The Ministry of Defence failed to maintain accounting records supporting more than £6 billion of assets in its 2024-25 accounts, an error the Public Accounts Committee has described as completely unacceptable, the UK Defence Journal understands.

In its report on the department’s accounts, the committee said it was “completely unacceptable that the Department failed to maintain accounting records to support more than £6 billion of assets” included in its 2024-25 figures. The Comptroller and Auditor General, the head of the National Audit Office, had concluded the accounts “did not provide a true and fair representation of its financial position”. The cause was the misclassification of historic spending by the Atomic Weapons Establishment, some of it dating back to 2007, as expenditure that had resulted in the development of infrastructure.
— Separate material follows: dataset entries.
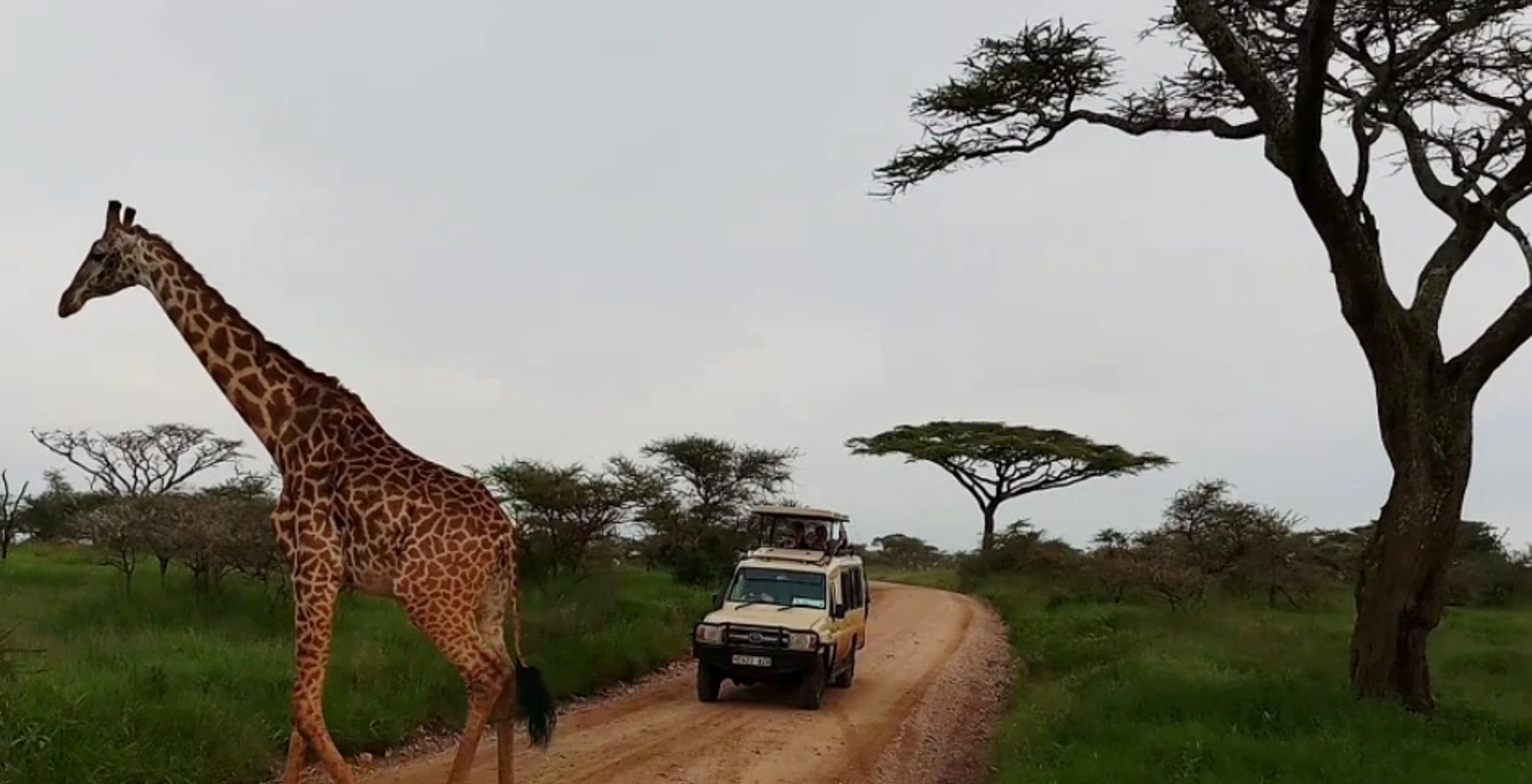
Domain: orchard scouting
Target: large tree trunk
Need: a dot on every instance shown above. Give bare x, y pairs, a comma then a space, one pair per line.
987, 542
1427, 428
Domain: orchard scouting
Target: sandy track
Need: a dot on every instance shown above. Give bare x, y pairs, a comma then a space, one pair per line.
926, 694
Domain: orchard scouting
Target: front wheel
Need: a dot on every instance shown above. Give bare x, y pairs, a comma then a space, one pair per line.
811, 693
708, 684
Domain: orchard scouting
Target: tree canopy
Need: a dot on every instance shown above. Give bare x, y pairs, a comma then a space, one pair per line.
1444, 89
998, 461
143, 461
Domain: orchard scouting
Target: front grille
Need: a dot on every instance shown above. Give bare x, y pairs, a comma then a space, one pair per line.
756, 636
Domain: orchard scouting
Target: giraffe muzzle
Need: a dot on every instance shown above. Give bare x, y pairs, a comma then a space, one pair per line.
69, 304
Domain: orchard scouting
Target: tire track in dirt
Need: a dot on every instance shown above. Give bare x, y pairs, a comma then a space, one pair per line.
929, 685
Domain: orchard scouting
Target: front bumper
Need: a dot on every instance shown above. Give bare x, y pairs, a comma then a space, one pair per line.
780, 662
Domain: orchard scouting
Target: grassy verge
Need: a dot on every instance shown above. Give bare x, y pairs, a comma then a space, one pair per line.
171, 688
1238, 693
944, 579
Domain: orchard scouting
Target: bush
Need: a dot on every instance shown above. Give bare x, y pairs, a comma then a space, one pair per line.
176, 686
1241, 693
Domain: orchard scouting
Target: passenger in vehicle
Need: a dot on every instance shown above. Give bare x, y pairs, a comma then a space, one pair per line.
796, 541
819, 539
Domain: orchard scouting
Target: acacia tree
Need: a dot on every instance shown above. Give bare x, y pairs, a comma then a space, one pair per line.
146, 461
10, 514
695, 493
996, 461
152, 461
1446, 85
564, 510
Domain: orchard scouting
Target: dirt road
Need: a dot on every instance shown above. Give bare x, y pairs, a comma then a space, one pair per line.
927, 689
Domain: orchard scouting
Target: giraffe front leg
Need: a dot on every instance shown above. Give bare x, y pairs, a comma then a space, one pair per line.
301, 519
316, 610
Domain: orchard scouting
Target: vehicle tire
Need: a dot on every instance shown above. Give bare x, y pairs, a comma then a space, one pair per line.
708, 684
845, 679
811, 691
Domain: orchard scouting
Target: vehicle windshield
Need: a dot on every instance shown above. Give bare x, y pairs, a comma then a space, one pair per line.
777, 587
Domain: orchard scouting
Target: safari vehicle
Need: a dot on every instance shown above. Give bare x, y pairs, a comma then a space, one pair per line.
793, 612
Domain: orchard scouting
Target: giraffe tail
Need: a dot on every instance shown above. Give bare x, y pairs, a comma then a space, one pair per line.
535, 703
534, 698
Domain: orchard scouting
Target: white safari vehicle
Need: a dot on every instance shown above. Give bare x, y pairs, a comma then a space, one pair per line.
793, 612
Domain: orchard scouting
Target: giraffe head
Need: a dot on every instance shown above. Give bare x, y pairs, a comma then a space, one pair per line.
115, 261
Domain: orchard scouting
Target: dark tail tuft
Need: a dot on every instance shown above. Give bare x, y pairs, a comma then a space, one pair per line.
535, 703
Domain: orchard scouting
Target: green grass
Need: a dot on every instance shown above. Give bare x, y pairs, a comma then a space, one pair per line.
944, 579
163, 686
1238, 693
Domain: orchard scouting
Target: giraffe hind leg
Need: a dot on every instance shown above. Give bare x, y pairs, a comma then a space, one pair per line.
451, 626
492, 630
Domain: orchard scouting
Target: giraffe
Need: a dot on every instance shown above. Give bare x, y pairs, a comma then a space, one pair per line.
357, 509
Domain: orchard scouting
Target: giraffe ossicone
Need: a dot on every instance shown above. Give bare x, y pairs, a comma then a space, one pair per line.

The problem arose, the committee said, because the department did not accurately reflect the costs of the establishment’s asset management programmes on its own balance sheet. “About 85% of the overstatement was due to early-stage feasibility work being capitalised,” the report said, and the department is likely to write off some of those costs. The department had identified weaknesses in its controls that it needed to put right.

The committee was unconvinced by the department’s focus on the sheer complexity and scale of its spending. That emphasis, it said, “only highlights the importance of it having effective controls and processes in place across all its activities, which it tests regularly to ensure they continue to fulfil their purpose”.

Sir Geoffrey Clifton-Brown, the committee’s chair, set the accounting failure alongside the wider concern about nuclear spending. He spoke of “a completely unacceptable £6bn accounting muddle around the Atomic Weapons Establishment”, welcoming the prospect of stronger scrutiny so that the public could have greater confidence their money was being spent wisely.

The committee’s recommendation set the department three tasks. It should explain what additional checks it had put in place so that its Accounting Officer was assured that all balances in the 2025-26 financial statements presented to the National Audit Office “were supported by appropriate accounting records and complied with accounting policies”, and how it would ensure those assurance processes “continue to work as intended in future years”. It should also confirm to the committee in writing “how much of the costs it has written off, as soon as it has agreed the amount”.

The committee’s findings point less to money lost than to a breakdown in the controls needed to record it correctly, the kind of failure that, in an organisation of the department’s size, it argued should not occur.